First thing every morning at work, I grab my reusable water bottle and take it to the breakroom to wash out. Just a squirt of liquid dish soap will do, but I always like to give the dish soap bottle a little extra squeeze to make little bubbles come flying out. Every time I do this, I think of the part in Finding Nemo, which I was only blessed to watch at least 50 times when the boys were younger, where one of the aquarium fish becomes overjoyed every single time the bubbles are released. I figure when I release the bubbles from the dish washing liquid, it gives me at least a little smile for the start of the day.
But this morning was different, I found no joy in the bubbles. As many people around the world, I find I have a heavy heart after the weekend’s horrific attacks in Paris. I have a hard time understanding how such evil is even possible.
When such tragic events occur, I find myself longing for the days when my parents were responsible for carrying the burden of worrying about world events.

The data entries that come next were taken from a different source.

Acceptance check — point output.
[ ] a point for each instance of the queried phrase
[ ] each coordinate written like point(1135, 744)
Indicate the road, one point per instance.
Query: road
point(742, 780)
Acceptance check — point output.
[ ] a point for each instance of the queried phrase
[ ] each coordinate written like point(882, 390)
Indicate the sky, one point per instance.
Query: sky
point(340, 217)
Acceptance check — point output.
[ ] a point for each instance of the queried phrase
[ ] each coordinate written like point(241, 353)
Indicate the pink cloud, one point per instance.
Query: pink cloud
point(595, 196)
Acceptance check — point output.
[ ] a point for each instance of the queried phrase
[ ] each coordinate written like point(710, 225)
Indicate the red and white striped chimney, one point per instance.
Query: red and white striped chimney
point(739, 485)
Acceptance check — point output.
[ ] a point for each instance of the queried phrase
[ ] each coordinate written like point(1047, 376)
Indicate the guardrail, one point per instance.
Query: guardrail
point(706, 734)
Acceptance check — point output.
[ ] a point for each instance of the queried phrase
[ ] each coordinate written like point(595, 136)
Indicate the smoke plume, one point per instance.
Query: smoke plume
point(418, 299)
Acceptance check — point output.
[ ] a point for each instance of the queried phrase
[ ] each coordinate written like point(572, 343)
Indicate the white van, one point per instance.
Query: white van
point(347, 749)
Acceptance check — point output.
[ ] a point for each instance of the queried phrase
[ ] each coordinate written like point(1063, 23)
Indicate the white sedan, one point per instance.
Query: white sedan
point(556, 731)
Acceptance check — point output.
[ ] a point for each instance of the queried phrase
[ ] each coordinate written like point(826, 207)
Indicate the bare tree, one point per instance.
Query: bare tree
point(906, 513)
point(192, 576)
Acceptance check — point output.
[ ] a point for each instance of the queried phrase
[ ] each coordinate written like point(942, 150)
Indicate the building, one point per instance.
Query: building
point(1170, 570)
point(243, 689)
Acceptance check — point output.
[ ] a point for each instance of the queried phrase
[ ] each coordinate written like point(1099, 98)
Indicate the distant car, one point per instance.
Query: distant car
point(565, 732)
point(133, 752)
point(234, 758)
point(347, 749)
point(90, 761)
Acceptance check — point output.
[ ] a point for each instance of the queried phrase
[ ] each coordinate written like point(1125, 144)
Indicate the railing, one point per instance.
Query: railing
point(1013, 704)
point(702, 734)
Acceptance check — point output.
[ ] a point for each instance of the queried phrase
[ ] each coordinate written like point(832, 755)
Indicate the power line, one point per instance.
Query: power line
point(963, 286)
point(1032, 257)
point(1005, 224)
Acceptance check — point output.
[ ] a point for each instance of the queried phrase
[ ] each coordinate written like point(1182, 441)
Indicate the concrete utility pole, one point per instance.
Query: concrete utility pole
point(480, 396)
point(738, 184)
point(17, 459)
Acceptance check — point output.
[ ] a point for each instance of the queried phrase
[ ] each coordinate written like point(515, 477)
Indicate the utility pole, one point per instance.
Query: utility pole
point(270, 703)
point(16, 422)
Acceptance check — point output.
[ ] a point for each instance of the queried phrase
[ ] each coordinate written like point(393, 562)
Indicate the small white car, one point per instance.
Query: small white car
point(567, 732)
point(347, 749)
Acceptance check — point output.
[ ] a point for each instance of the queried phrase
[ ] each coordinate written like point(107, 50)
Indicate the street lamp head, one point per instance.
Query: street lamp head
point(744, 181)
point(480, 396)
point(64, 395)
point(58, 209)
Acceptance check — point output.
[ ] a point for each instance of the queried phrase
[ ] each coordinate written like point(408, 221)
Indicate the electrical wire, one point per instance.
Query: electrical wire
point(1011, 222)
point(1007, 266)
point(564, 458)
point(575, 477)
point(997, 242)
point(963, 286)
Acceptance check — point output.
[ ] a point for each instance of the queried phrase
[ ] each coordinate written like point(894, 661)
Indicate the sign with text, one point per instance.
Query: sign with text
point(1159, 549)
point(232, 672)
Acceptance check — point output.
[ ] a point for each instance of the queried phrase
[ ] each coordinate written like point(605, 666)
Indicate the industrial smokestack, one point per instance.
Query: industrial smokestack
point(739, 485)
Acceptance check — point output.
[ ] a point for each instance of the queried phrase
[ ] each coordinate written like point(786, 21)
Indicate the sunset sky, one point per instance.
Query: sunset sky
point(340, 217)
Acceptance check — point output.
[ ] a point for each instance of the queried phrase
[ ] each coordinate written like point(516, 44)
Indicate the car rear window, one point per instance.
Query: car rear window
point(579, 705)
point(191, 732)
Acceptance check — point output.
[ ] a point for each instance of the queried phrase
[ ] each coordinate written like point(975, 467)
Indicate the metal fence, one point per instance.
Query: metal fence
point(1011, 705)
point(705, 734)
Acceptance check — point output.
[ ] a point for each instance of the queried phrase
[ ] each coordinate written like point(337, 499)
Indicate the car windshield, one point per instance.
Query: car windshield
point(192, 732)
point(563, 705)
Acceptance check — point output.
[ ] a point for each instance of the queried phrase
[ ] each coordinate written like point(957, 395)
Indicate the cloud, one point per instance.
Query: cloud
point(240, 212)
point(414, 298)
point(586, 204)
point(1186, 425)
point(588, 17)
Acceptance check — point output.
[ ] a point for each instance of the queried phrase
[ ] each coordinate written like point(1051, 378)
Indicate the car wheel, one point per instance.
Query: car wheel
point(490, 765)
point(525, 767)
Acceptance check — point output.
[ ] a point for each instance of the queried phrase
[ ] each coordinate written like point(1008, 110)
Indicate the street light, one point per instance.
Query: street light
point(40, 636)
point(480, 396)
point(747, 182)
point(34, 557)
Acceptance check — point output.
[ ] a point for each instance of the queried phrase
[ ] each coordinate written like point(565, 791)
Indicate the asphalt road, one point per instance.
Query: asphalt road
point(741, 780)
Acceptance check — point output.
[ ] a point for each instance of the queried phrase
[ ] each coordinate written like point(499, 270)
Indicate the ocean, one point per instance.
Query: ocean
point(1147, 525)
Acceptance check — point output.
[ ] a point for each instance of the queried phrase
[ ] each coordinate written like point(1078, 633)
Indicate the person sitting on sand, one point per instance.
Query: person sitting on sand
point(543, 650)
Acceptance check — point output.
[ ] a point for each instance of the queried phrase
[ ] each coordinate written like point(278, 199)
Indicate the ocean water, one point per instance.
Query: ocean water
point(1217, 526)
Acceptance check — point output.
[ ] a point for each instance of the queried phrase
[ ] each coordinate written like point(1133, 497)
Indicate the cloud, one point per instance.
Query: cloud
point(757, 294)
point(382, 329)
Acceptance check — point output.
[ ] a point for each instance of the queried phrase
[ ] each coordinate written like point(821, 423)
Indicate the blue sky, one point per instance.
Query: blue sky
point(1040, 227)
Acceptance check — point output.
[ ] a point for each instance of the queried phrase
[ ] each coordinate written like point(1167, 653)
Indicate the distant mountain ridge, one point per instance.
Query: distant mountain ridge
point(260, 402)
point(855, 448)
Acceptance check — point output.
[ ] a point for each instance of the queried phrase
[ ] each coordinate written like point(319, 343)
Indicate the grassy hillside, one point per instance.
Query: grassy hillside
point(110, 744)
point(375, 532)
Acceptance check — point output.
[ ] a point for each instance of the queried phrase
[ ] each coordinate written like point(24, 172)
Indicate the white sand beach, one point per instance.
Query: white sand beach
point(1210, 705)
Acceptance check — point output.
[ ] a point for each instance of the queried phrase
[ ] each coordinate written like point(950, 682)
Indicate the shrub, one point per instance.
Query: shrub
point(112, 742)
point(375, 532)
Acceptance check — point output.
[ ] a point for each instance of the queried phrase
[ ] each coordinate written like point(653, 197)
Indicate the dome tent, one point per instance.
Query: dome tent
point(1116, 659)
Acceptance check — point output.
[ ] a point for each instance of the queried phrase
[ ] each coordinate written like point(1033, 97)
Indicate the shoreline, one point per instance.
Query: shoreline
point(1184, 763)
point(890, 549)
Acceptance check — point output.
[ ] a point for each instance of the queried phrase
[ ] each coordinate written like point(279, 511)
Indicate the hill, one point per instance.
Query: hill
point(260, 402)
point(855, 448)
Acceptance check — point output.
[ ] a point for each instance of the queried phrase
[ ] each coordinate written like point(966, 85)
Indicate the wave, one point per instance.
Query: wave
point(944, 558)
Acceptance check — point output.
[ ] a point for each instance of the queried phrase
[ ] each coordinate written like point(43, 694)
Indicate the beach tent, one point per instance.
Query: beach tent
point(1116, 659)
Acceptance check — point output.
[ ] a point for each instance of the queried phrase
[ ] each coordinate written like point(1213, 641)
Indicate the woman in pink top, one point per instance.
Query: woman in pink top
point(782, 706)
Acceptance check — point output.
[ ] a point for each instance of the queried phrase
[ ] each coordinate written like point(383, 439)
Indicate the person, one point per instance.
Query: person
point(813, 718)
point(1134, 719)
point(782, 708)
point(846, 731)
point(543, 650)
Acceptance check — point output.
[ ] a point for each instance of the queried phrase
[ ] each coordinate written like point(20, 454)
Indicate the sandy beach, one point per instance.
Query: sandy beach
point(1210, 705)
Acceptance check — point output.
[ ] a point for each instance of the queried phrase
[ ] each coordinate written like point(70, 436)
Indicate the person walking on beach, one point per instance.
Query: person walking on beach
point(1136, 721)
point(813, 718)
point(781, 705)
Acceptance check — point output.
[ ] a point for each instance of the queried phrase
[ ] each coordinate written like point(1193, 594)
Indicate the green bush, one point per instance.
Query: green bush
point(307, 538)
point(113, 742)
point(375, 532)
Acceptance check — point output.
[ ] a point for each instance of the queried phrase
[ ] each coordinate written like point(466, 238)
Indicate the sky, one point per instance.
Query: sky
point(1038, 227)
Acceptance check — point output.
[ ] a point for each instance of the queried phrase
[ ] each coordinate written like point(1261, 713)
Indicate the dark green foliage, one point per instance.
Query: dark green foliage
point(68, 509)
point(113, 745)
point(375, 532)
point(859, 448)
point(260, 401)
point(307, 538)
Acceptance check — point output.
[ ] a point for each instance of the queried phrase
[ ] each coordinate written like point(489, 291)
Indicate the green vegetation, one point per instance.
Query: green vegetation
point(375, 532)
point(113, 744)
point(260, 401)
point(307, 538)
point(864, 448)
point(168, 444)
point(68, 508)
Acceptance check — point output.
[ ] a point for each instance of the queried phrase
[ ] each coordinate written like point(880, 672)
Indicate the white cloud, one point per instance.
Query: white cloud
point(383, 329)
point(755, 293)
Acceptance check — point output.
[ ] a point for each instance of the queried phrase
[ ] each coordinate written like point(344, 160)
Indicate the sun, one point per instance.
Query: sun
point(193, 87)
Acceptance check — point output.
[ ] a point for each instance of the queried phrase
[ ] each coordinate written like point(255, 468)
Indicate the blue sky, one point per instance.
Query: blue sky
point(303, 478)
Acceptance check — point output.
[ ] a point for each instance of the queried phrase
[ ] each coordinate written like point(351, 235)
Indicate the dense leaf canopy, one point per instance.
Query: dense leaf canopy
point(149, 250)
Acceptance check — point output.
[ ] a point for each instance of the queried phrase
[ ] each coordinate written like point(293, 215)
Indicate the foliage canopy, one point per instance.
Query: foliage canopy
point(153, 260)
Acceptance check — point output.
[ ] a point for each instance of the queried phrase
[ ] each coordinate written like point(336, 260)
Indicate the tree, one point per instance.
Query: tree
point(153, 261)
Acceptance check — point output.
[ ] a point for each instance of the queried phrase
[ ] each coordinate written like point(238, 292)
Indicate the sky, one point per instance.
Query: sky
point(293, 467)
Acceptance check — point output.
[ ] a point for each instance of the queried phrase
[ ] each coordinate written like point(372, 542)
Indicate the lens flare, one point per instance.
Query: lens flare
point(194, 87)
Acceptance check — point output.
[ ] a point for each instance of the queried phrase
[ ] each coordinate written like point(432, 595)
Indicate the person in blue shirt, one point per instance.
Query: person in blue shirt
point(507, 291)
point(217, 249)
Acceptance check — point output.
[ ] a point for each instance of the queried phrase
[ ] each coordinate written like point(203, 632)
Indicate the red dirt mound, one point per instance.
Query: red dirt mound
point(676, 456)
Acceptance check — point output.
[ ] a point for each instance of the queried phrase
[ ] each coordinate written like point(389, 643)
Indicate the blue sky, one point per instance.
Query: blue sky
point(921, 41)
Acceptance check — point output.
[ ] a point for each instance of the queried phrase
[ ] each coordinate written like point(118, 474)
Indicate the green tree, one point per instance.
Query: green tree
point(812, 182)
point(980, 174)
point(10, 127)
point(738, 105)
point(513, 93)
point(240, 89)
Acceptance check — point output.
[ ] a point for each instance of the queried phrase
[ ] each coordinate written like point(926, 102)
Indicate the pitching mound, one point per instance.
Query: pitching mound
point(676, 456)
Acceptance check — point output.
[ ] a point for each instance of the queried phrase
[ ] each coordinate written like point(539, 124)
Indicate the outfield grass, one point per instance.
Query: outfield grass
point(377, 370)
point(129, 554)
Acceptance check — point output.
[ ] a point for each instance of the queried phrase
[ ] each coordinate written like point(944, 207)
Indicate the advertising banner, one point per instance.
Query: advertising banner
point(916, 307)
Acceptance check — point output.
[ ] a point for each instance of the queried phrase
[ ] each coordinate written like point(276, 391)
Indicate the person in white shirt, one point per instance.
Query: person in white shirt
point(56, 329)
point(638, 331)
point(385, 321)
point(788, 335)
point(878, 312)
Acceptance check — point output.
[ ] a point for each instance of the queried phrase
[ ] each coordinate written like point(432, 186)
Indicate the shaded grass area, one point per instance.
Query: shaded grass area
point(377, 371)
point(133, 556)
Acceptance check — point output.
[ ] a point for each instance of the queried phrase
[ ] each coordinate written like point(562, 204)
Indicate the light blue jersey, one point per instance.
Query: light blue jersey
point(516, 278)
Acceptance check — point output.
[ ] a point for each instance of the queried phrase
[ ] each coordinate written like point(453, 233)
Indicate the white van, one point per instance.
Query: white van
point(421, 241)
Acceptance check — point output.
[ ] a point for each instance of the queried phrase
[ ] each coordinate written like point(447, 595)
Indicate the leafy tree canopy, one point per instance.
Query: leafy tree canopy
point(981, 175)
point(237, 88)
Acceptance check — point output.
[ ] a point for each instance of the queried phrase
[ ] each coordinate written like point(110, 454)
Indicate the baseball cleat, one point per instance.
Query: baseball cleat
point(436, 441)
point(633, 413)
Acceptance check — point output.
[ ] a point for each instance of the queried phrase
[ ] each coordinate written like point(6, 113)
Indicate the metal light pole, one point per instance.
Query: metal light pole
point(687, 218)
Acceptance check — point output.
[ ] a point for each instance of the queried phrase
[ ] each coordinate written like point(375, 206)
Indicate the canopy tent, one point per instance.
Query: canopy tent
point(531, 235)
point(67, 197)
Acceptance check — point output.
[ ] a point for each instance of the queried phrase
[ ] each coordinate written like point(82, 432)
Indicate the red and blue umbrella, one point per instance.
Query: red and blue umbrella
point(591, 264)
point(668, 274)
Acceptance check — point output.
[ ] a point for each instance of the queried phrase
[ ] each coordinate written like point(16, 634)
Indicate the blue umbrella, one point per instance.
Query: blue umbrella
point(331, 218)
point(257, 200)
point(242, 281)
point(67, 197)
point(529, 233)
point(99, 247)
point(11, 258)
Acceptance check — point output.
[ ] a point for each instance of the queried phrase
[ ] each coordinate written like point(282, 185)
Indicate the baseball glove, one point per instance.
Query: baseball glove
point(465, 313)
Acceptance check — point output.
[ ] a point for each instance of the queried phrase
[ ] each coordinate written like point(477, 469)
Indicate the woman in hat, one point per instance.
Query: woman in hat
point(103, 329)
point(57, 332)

I was happily ignorant throughout my youth, made possible by my parents’ efforts I’m sure of it.
I don’t particularly like this part of being an adult, or a parent. I think I’d rather remain oblivious to current events. I’m certain I’m not saying the right thing to my boys when they have questions. But I suppose as Gerald and I go about our daily business, I hope this shows them that life goes on. If we give in to the terrorists and live in fear and never go anywhere or do anything, then they win. Don’t get me wrong, I have to fight the urge to lock my children up in the house and never let them go anywhere. I do sometimes harbor a fear of something bad happening to my kids, especially after some horrific tragedy, but I know I can’t let that fear take over our lives.
I’m curious how others are dealing with the current world in which we live. Coping mechanisms? What are you telling your kids? I’d love your input.